Foto de Cartier Bresson

Foto de Cartier Bresson

martes, julio 31, 2007

Muere a los 94 años el director de cine Antonioni






El cineasta italiano fallece en su casa de Roma donde residía con su mujer, Enrica Fico
El director italiano de cine Michelangelo Antonioni ha fallecido a los 94 años de edad, según ha confirmado su familia.
Antonioni murió a las ocho de la tarde de ayer en su casa de Roma, donde residía junto a su mujer, Enrica Fico. El cineasta sufría dificultades para hablar y desplazarse tras sufrir una parálisis cerebral en 1985.
El Ayuntamiento de la capital italiana acogerá la capilla ardiente con sus restos mortales.
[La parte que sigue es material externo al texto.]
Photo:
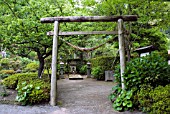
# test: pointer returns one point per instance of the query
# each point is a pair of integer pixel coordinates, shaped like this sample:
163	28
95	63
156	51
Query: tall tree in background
153	17
21	30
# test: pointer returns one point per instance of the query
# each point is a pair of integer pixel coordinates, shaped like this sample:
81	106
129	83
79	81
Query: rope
86	49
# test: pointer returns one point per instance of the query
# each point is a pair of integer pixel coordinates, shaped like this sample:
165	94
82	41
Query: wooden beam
50	33
89	18
121	50
53	92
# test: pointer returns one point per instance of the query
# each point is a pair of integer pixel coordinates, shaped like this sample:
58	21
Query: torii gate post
121	50
53	92
57	20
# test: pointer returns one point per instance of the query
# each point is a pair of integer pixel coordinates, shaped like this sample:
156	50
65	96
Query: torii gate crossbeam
57	20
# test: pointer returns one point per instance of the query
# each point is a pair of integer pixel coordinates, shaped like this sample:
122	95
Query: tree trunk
41	67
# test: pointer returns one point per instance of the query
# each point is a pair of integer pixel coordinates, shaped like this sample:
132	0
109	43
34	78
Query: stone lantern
61	70
143	51
88	70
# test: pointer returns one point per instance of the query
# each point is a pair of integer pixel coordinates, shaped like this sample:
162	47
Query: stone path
86	96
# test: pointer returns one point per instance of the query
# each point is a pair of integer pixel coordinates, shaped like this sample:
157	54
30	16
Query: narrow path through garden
86	96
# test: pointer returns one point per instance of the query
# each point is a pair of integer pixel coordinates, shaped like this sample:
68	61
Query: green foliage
6	73
124	101
12	81
100	65
116	90
30	88
32	67
83	69
97	73
34	91
5	63
154	101
10	72
152	69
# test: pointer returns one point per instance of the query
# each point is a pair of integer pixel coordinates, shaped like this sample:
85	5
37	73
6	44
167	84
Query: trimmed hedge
103	63
6	73
32	67
150	70
154	101
31	89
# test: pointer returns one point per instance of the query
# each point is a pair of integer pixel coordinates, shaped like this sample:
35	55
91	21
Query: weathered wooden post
53	92
121	50
61	70
88	70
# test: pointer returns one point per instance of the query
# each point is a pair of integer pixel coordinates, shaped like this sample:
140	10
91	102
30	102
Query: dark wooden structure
56	33
145	50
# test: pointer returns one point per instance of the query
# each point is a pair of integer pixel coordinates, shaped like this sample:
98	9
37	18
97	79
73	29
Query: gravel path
86	96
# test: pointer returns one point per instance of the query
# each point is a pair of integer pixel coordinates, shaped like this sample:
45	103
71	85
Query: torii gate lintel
56	33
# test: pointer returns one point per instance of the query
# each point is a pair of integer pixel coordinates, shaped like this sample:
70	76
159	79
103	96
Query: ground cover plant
152	71
30	88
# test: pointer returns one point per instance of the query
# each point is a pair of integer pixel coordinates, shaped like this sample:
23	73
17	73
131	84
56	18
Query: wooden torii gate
56	33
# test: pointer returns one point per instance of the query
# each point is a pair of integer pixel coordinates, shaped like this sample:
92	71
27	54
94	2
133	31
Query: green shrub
10	72
104	62
33	92
124	101
12	81
30	88
6	73
152	69
32	67
83	69
5	63
155	101
97	73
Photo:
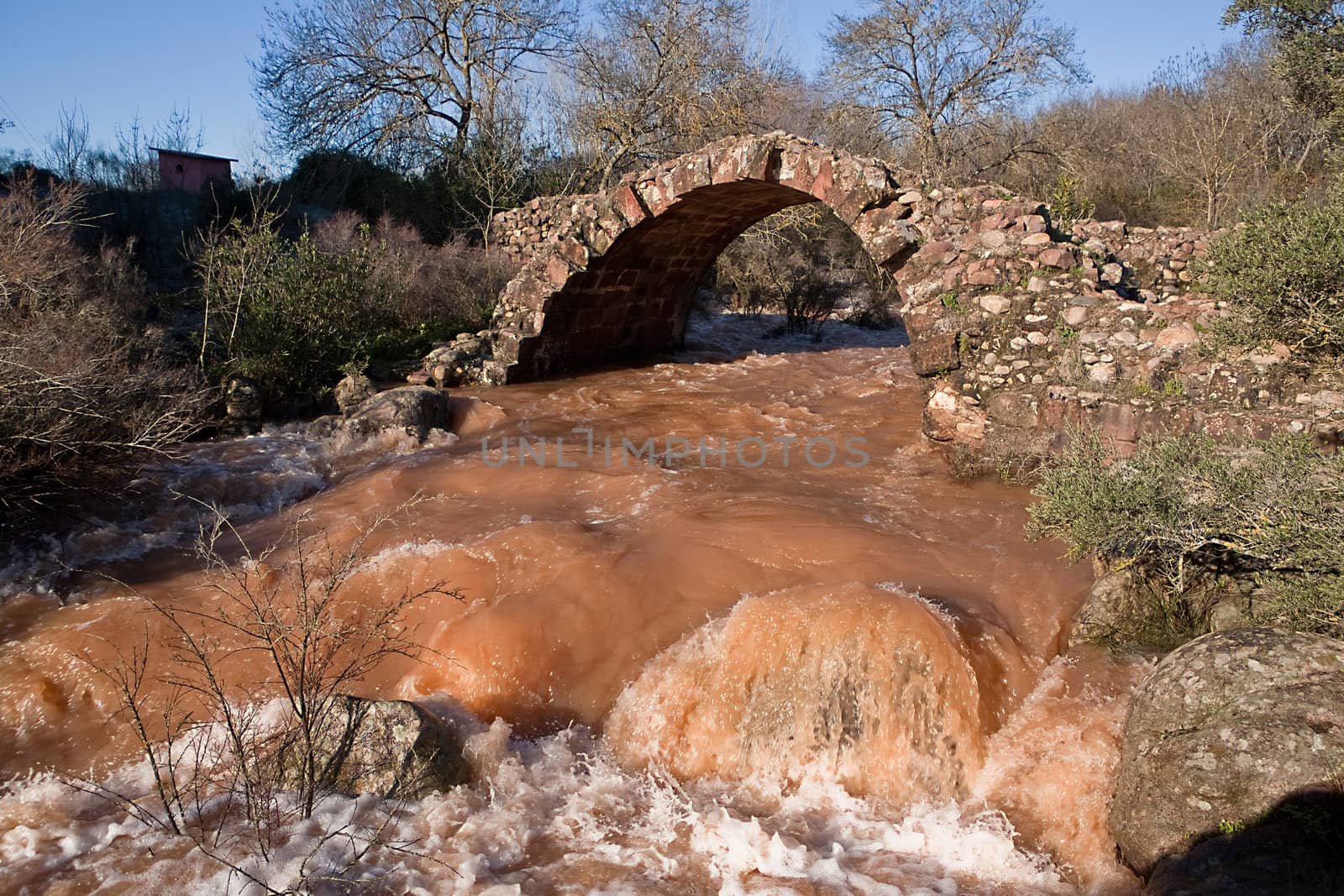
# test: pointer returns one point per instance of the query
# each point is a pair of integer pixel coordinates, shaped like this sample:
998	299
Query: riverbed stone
416	409
1223	730
391	748
354	391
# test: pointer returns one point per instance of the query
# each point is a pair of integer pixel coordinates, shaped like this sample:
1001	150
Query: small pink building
192	170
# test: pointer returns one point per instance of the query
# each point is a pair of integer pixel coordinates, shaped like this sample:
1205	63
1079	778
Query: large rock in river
416	409
387	747
1226	728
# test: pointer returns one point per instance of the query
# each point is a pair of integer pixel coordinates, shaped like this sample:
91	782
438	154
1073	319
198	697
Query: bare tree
223	774
1216	127
67	147
179	132
398	78
664	76
938	73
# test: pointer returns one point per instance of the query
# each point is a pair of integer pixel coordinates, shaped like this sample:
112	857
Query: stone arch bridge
1021	325
612	275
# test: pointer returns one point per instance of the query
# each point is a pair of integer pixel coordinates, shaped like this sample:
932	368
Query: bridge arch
612	275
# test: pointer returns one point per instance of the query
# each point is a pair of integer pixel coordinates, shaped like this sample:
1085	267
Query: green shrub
1189	515
1283	270
1068	203
801	262
89	392
292	313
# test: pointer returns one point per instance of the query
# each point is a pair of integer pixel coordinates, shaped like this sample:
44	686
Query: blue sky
145	56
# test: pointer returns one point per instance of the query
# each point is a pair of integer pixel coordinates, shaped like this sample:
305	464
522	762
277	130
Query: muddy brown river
786	656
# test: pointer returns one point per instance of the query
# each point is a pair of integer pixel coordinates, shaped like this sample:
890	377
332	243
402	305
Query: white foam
559	813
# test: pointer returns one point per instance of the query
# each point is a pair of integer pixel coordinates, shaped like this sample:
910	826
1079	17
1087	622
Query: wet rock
1296	848
1223	730
454	363
416	409
324	426
936	354
242	399
390	748
354	391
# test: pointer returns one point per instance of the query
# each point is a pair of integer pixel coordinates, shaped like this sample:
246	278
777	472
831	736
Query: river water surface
716	673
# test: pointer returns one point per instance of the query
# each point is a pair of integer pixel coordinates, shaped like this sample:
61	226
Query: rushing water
723	672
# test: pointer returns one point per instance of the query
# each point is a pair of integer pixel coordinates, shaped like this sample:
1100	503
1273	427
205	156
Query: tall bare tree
67	145
663	76
1218	128
403	80
940	73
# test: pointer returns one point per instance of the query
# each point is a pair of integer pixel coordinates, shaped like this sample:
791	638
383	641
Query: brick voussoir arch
615	275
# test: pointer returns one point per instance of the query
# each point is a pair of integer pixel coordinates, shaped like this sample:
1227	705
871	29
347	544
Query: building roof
192	155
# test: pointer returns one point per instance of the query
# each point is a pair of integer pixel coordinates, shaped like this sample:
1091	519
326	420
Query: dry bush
293	315
1184	512
425	282
85	396
1210	136
801	262
228	772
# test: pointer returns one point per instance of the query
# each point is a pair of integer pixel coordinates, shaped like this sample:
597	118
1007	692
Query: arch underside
635	298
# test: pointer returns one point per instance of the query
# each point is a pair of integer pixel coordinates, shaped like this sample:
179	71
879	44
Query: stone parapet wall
1026	331
1021	324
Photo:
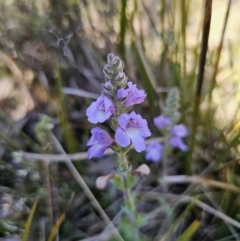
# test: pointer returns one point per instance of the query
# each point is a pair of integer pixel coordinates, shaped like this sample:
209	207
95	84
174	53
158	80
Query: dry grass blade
217	213
219	50
200	180
189	232
29	222
81	93
65	157
201	66
85	188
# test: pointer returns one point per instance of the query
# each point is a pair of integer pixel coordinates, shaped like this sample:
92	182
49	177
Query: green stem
131	203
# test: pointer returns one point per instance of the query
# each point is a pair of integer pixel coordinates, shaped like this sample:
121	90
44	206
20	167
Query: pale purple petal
154	151
180	130
108	83
96	151
177	142
137	140
93	140
121	93
161	121
122	138
123	120
135	96
99	141
100	110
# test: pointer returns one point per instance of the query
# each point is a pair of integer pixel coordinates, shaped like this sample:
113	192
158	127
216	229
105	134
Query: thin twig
65	157
85	188
200	180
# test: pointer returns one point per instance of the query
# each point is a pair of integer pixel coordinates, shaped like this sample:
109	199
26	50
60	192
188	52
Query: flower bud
110	58
108	71
143	170
120	79
102	181
117	64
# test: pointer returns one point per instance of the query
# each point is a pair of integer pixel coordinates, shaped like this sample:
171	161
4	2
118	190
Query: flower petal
123	120
122	138
96	151
137	140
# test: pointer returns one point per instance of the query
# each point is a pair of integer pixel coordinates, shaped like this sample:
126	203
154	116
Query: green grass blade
188	233
123	26
148	80
56	227
29	222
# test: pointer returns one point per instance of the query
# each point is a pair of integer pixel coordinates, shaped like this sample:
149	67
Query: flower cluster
174	134
114	104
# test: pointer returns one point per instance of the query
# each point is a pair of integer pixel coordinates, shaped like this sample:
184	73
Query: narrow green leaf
56	227
123	25
188	233
29	222
148	80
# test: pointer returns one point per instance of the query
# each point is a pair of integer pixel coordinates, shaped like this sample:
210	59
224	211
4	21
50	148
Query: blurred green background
51	58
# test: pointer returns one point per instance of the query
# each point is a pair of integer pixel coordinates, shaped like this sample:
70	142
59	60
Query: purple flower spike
132	128
154	151
161	121
99	141
135	96
100	110
121	93
180	130
177	142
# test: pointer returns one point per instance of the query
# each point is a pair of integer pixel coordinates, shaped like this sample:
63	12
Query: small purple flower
108	84
161	121
135	96
154	151
177	142
180	130
121	93
99	141
100	110
132	128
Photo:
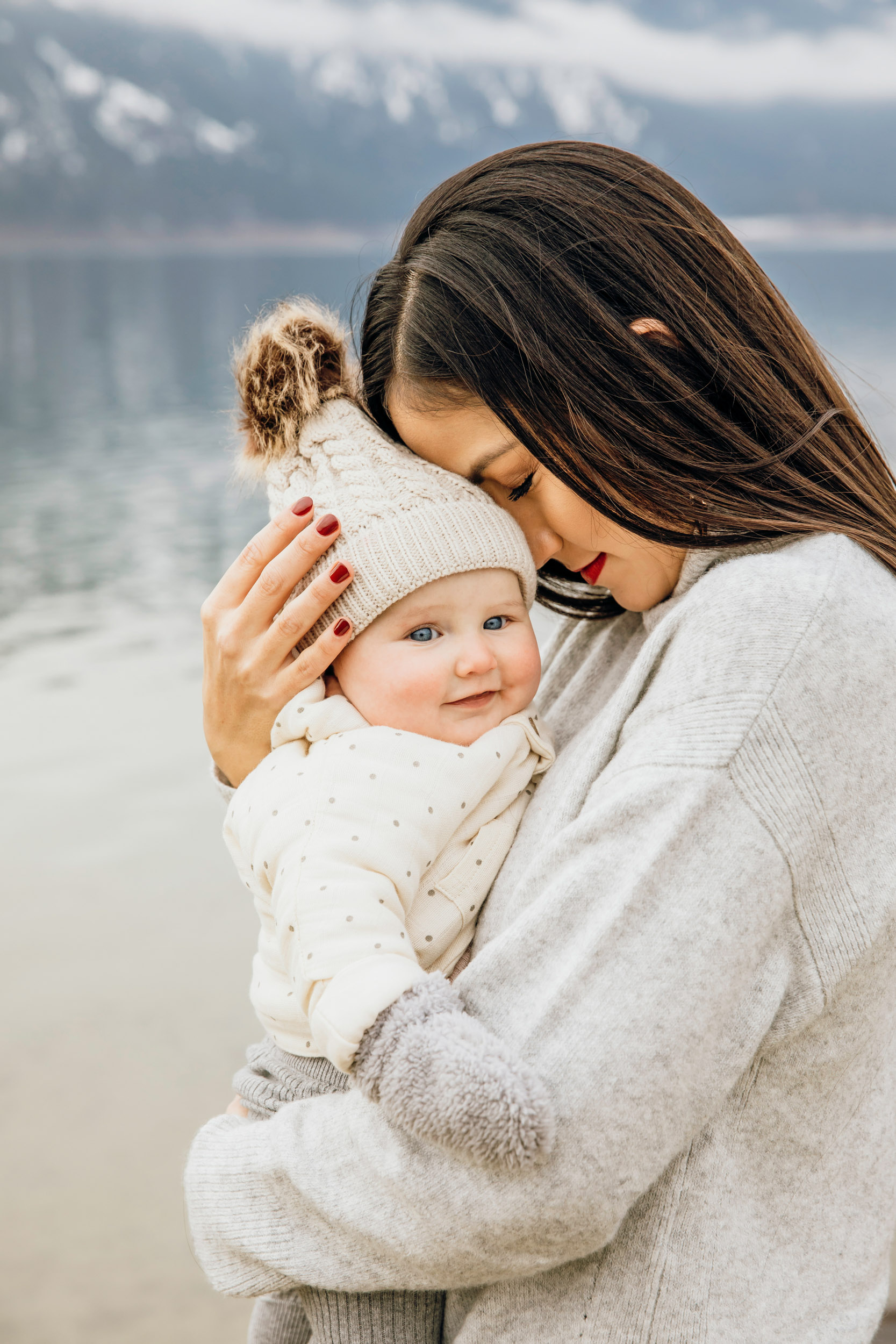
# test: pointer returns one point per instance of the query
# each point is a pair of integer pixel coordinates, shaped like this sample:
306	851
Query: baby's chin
465	726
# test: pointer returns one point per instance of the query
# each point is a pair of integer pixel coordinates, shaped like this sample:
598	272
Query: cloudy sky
851	62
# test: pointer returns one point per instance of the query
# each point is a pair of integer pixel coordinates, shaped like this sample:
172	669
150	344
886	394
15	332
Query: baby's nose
476	659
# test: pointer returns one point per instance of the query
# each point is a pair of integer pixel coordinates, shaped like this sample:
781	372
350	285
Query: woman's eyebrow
475	475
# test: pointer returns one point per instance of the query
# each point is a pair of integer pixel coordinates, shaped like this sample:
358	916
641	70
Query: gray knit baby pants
270	1080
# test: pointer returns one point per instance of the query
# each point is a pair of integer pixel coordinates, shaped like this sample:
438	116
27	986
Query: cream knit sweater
693	944
369	854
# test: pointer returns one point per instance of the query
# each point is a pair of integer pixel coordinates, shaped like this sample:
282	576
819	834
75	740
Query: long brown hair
516	281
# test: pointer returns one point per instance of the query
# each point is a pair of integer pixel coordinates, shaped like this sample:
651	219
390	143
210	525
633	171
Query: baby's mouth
591	573
476	702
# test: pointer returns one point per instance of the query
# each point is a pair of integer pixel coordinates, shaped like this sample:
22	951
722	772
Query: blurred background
166	168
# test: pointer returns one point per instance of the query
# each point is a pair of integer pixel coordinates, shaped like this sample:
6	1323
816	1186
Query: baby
374	831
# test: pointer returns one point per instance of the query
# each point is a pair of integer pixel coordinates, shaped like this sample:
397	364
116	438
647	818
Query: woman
692	939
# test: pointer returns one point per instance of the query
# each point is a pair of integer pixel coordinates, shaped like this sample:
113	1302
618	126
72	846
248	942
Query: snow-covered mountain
159	115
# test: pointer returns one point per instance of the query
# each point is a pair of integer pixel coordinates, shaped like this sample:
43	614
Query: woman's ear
656	331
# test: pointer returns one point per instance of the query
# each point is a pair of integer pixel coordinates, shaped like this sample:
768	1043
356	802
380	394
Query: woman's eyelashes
523	488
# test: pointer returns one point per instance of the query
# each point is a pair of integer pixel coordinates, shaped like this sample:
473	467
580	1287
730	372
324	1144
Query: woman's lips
591	573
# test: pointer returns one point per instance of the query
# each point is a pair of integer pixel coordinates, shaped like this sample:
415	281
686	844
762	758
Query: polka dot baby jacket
369	853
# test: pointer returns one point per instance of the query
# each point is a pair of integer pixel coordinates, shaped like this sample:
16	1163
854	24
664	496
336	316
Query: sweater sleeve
652	949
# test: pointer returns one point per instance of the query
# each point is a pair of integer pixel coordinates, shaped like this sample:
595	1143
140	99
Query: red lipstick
591	573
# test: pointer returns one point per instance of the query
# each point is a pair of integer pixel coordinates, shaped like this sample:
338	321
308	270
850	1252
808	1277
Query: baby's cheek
523	668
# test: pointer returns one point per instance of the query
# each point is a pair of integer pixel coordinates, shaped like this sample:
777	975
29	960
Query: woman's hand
249	673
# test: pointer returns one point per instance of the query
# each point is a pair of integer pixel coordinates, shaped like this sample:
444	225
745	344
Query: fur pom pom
445	1077
291	361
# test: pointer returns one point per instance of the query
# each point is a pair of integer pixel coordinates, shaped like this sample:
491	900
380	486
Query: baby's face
448	662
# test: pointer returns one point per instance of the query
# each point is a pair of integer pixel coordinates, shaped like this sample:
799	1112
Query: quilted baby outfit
369	854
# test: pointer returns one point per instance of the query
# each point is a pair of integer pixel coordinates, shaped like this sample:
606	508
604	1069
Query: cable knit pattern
692	944
405	522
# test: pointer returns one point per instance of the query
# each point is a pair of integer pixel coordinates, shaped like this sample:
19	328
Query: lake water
127	939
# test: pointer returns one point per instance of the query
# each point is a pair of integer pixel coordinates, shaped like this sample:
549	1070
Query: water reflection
114	432
116	488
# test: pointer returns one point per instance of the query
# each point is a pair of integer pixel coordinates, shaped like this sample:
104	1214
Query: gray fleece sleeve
652	947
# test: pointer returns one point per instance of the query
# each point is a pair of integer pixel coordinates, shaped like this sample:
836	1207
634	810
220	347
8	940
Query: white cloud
585	44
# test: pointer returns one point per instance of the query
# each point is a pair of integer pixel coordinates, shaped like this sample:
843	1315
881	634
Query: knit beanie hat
404	520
El entierro se celebrará el jueves en Ferrara, al norte del país, donde el director nació el 29 de septiembre de 1912.
Entre la filmografía de Antonioni destaca su película Blow-up, premiada en el festival de Cannes en 1967, basada en un relato del escritor argentino Julio Cortázar, en la que se narra la vida de un fotógrafo en Londres que descubre un asesinato a través de sus fotografías.
Antonioni fue en primer lugar crítico de cine en un estudio local antes de llegar a Roma donde cursó estudios en el Centro Experimental del Cine y colaboró en el Estudio Cine, considerados como centros culturales de resistencia al fascismo.
En 1942 en París, trabajó de ayudante de Marcel Carné y posteriormente colaboró con Roberto Rossellini. En 1950 rueda su primer largometraje Crónica de un amor. Su estilo se afirma en su trilogía La Aventura en 1960, La noche, 1961 y El eclipse, 1962, interpretada por Monica Vitti, su actriz talismán, su compañera y su musa durante una decena de años. Su consagración la alcanza con Blow-up.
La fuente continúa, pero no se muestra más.